Thursday, March 25, 2010

Mucho Culpa

A very dear friend has just written to announce her return from a Mexican holiday, so my title is somewhat inspired by some of the very little Spanish that I know.
It is a long established human custom to complain to God, the universe, one's friends and family, when we finally realize that in some department or another crucial to our getting through our regular activities in due order we have been making a serious mistake. How in heaven's name could I be so thick? Why didn't somebody tell me?
Why have I spent so long doing something the wrong bloody way?
I speak of the calf stretch. Today's lesson is about fitness. Primarily the fitness of my feet, but also, I suspect, because of the holistic relation of one part of the musculo-skeletal system to another, my upper legs and possibly the lower back as well. Maybe the whole back.
Now I did read the stretching bibles, initially that little gem put out by Anderson's,  Bob on text, Jean on anatomical sketches. Great book. Do what they say, and you should never have an injury, as well as the mental satisfaction of knowing you're looking after your body. I appreciated their wisdom very much, and thought I was following along well enough to be able to attribute any muscle problems to old injuries, too much too soon, cold weather and of course the mystic's peculiar contract with a God who admires athletes, even old ones, but can never see any way they are as necessary as contemplatives, who by definition must spend a lot of their time being very, very, immobile in their bodies, in order to give their souls freedom to roam the heavens at will. Scratching an itch is in, another dozen miles is not.
And wouldn't you know it, the calf stretch is their first example. Beautifully explained, too. Very clearly, the knee closest to the wall bends to pretty much of a right angle, so the forward shin is vertical, while the back leg, which owns the calf to be stretched, goes straight back, so the body forms a perfect line from head to the rear foot.
True, there is a another diagram later on showing the back leg as bent somewhat, but that is to stretch the Achilles and the LOWER calf muscle, not the BELLY, where all the real trouble can collect like garbage in the bottom of a pit.
Somehow, I fixed on the second diagram. For years, and years, and years. Oh my, what a red face. What a lesson not only  about reading the directions, as in that Old American Proverb, but about reading them in the right order.
What brought this to my attention, finally, was the rowing machine. Our lovely Concept 2, which for the last three weeks of Lent is getting a lot more attention. Except for the occasional day off, I'm operating on a 500 calorie per day schedule, 300 in the morning, 200 in the late afternoon, day after day, and loving it. In order to maintain this schedule, there cannot be much going for broke, maybe a couple of bursts and no more, but it has been enough of an increase to give me a sore inside right heel. There was some other stuff too, closer to the toes, but it never struck me this could have anything to do with tight calf muscles. But the heel, bless it, was a dead give away. It was new, and I had not been running on it. I finally put my mind to reasoning outside the box as I had learned to think of it, erroneously of course, and put the physics of physiology to work.
The first thing you notice is how it simply feels like a nice stretch. Big and totally comfortable. The whole body involved, as I think I prefer putting my arms straight out, not bending them so I can rest my head on my hands. The whole body sensation I have missed from Day One in that area, although I had known similar sensations in the other stretches.

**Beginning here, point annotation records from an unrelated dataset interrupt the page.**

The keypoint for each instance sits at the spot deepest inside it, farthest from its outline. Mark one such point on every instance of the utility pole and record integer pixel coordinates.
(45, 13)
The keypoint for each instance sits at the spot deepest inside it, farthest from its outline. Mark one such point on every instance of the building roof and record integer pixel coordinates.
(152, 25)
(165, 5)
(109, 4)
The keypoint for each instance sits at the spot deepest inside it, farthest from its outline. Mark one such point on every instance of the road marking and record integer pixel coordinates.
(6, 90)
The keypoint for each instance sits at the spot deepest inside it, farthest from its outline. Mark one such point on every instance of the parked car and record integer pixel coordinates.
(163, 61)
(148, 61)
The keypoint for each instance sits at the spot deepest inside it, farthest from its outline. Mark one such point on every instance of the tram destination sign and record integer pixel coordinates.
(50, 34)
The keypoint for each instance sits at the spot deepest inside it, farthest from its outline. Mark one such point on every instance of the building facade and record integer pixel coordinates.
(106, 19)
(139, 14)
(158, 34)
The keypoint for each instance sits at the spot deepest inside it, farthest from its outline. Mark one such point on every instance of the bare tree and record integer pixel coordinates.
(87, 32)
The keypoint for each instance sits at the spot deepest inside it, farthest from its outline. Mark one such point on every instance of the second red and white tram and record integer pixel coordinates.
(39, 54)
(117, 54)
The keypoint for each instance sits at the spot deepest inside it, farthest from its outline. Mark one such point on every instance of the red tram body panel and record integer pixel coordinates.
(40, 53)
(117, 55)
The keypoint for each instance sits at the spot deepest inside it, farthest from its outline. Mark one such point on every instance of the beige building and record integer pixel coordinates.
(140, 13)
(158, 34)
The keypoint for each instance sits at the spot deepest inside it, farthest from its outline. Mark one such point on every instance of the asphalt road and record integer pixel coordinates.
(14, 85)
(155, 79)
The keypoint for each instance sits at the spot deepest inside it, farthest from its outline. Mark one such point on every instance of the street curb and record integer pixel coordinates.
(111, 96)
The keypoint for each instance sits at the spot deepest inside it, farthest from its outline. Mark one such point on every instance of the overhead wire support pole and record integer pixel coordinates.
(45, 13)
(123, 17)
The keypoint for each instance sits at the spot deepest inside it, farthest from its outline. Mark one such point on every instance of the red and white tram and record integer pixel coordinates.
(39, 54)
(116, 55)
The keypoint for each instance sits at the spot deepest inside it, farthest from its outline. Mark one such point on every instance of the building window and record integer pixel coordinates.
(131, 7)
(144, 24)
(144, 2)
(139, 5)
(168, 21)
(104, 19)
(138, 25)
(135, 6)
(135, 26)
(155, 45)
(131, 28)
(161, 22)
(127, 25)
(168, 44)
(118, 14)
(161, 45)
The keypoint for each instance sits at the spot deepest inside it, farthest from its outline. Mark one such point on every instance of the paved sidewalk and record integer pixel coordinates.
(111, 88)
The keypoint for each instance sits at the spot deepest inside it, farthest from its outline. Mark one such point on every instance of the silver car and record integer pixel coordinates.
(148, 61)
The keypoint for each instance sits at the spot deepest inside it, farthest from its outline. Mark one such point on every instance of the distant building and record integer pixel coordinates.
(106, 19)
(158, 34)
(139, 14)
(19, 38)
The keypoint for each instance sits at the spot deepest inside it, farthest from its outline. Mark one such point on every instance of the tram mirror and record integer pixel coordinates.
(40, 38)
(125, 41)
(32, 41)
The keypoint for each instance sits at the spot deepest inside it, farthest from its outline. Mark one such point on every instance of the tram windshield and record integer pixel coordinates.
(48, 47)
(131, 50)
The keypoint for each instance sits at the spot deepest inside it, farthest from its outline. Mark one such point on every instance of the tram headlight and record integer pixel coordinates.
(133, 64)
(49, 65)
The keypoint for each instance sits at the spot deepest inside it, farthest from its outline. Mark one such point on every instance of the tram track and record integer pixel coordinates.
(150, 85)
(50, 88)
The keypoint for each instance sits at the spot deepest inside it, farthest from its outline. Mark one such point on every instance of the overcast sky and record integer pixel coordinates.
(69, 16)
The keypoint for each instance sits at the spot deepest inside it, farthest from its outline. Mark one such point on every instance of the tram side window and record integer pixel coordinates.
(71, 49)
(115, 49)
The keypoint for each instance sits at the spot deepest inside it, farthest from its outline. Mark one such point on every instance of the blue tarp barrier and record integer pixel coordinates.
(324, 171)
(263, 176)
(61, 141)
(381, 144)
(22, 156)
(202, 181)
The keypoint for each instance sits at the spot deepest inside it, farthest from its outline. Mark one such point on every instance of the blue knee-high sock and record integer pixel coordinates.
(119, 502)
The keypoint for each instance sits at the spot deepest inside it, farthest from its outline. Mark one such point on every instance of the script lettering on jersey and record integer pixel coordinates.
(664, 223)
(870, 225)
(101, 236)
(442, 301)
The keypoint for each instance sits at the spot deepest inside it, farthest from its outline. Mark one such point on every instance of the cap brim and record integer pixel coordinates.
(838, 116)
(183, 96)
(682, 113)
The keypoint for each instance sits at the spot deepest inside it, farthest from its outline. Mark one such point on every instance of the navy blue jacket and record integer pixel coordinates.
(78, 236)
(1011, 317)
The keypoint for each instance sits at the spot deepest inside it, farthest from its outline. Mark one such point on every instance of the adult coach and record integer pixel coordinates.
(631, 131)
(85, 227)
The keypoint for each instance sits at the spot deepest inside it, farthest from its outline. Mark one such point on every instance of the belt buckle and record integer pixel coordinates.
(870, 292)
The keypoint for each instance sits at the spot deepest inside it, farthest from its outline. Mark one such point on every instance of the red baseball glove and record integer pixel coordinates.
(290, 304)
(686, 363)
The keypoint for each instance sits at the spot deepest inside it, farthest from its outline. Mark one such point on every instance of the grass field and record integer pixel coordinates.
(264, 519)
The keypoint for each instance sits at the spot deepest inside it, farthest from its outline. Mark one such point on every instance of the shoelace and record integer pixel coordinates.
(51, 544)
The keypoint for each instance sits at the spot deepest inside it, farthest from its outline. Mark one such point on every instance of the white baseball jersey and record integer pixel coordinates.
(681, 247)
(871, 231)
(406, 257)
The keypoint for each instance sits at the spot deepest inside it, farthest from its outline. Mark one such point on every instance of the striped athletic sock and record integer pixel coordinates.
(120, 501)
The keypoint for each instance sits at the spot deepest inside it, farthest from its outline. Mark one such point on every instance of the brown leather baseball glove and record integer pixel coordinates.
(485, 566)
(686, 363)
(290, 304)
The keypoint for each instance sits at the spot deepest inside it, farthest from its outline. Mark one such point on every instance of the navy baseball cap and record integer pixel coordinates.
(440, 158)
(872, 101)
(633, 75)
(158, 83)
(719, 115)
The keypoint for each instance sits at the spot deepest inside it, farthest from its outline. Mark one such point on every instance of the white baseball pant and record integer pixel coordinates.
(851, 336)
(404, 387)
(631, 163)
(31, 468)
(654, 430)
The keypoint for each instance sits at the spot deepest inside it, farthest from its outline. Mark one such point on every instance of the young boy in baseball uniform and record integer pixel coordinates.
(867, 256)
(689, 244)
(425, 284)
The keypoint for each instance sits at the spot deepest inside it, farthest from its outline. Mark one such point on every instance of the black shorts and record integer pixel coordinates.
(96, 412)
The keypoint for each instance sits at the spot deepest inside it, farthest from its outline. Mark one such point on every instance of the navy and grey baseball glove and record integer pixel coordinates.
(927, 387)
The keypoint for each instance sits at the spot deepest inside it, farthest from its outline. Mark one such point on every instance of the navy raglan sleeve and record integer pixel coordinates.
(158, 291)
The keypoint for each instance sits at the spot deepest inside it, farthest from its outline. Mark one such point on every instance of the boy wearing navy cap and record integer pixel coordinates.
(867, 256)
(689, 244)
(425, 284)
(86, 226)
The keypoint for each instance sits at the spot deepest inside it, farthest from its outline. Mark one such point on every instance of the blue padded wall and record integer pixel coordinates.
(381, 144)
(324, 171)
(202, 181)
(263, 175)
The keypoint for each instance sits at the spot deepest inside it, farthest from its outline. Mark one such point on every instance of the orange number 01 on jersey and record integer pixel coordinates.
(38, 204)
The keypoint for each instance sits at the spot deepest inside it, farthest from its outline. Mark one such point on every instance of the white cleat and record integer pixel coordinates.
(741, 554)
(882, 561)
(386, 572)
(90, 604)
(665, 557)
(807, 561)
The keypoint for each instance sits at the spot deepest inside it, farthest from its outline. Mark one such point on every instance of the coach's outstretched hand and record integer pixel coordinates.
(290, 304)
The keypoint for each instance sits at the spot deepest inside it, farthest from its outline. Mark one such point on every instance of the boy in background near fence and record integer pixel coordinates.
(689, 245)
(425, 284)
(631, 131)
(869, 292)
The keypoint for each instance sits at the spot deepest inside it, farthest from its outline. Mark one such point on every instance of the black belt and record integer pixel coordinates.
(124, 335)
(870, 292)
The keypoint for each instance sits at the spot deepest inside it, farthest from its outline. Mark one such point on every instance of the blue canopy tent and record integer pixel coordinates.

That was then. This is today, as  I ponder that I might have been kept stupid about the real calf stretch because my guardian angel didn't want me to get too good at running before I discovered the merits of the erg, which is of course a much more balanced workout. I can hardly wait to see what happens when I return to the road and the track, but all that relies on the spark that gives permission and inspiration.
Meanwhile, I've been able to adapt the relearned calf stretch, with the extended arms, to include not only adjustable pressure on the muscle, but also a bit of a work-out to provide the necessary triceps antidote to the rower's constant pulling. Straight arms provide a nice push stress, and if you bend your arms gradually to diminish the angle of the back shin to the floor, you can sense with immense precision just how much pressure to apply, or not apply, to the muscle. This delights someone with my analytical mind especially, as become terrifically bored as soon as I suspect my body suspects I'm interfering with the natural cohesion of body, mind, and spirit.